Wessowang
Wessowang

Reputation: 61

Searching keywords in a text file with a dictionary with python

I am trying to search a lot of keywords in a textfile and return integers/floats that come after the keyword. I think it's possible using a dictionary where the keys are the keywords that are in the text file and the values are functions that return the following value.

import re

def store_text():
    with open("path_to_file.txt", 'r') as f:
        text = f.readlines()
        return text

abc = store_text()

def search():
        for index, line in enumerate(abc):
            if "His age is:" in line:
                return int(re.search(r"\d+", line).group())


dictionary = {
    "His age is:": print(search())
}

The code returns the value I search in the text file but in search() I want to get rid of typing the keyword again, because its already in the dictionary. Later on I want to store the values found in an excel file.

Upvotes: 0

Views: 4414

Answers (2)

Karthick Mohanraj
Karthick Mohanraj

Reputation: 1658

You can put up your keywords that you need to search in a list. This way you end up specifying your input keywords just once in your program.
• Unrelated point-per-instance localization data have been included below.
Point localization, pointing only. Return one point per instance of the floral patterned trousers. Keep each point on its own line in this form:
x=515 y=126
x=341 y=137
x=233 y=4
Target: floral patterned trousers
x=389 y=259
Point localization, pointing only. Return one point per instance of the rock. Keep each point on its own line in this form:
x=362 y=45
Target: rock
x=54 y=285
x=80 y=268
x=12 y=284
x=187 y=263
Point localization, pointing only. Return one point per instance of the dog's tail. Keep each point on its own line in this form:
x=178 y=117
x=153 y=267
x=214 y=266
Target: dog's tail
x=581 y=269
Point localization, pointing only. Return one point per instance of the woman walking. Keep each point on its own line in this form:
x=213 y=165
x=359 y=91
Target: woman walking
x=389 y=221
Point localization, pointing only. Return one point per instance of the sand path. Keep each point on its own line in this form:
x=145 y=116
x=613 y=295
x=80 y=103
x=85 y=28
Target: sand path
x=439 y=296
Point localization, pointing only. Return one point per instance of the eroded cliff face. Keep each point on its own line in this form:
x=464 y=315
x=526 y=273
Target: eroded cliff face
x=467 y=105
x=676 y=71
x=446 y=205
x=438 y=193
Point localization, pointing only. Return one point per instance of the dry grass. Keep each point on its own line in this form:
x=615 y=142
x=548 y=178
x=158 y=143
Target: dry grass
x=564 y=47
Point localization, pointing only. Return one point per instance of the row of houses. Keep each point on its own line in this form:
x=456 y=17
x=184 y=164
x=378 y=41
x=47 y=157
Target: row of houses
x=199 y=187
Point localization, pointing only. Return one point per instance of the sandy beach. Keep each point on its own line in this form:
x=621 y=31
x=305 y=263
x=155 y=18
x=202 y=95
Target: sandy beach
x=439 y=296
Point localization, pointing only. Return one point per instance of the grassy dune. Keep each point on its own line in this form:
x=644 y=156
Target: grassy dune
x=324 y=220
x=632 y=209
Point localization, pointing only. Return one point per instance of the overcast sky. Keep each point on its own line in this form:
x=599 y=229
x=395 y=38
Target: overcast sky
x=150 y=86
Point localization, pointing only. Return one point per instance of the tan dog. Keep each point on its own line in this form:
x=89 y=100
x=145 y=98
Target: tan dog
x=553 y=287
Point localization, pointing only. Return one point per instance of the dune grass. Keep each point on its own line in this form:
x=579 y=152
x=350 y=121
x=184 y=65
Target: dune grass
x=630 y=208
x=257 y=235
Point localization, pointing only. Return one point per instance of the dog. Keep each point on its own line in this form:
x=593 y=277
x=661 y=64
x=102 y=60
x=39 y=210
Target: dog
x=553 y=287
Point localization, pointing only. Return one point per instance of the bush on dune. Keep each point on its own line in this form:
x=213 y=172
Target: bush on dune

Also, I've modified your program to make it a bit efficient. Explanation given in comments.

import re
import csv

list_of_keywords = ["His age is:","His number is:","Your_Keyword3"]   # You can add more keywords to find and match to this list

def store_text():
    with open("/Users/karthick/Downloads/sample.txt", 'r') as f:
        text = f.readlines()
        return text

abc = store_text()

def search(input_file):   
    # Initialize an empty dictionary to store the extracted values
    dictionary = dict()
    #Iterate through lines of textfile
    for line in input_file:
        #FOr every line in text file, iterate through the keywords to check if any keyword is present in the line
        for keyword in list_of_keywords:
            if keyword in line:
                #If any matching keyword is present, append the dictionary with new values
                dictionary.update({keyword : re.search(r"\d+", line).group()})
    return dictionary

#Call the above function with input
output_dict = search(abc)

For storing the output values in an Excel csv:

#Write the extracted dictionary to an Excel csv file
with open('mycsvfile.csv','w') as f:  #Specify the path of your output csv file here
    w = csv.writer(f)
    w.writerows(output_dict.items())

Upvotes: 1

Kris
Kris

Reputation: 8868

If you have the keywords ready to be in a list, the following approach can help.

import re
from multiprocessing import Pool

search_kwrds = ["His age is:", "His name is:"] # add more keywords if you need.
search_regex = "|".join(search_kwrds)

def read_search_text():
    with open("path_to_file.txt", 'r') as f:
        text = f.readlines()
        return text


def search(search_line):
    search_res = re.search(search_regex, search_line)
    if search_res:
        kwrd_found = search_res.group(0)
        if kwrd_found:
            suffix_val = int(re.search(r"\d+", search_line).group())
            return {kwrd_found: suffix_val }
    return {}


if __name__ == '__main__':

    search_lines = read_search_text()
    p = Pool(processes=1) # increase, if you want a faster search
    s_res = p.map(search,search_lines)
    search_results ={kwrd: suffix for d in s_res for kwrd, suffix in d.items()}
    print(search_results)

You can add more keywords to the list and search for them. This focuses on searches where you will have a single keyword on a given line and keywords are not repeating in further lines.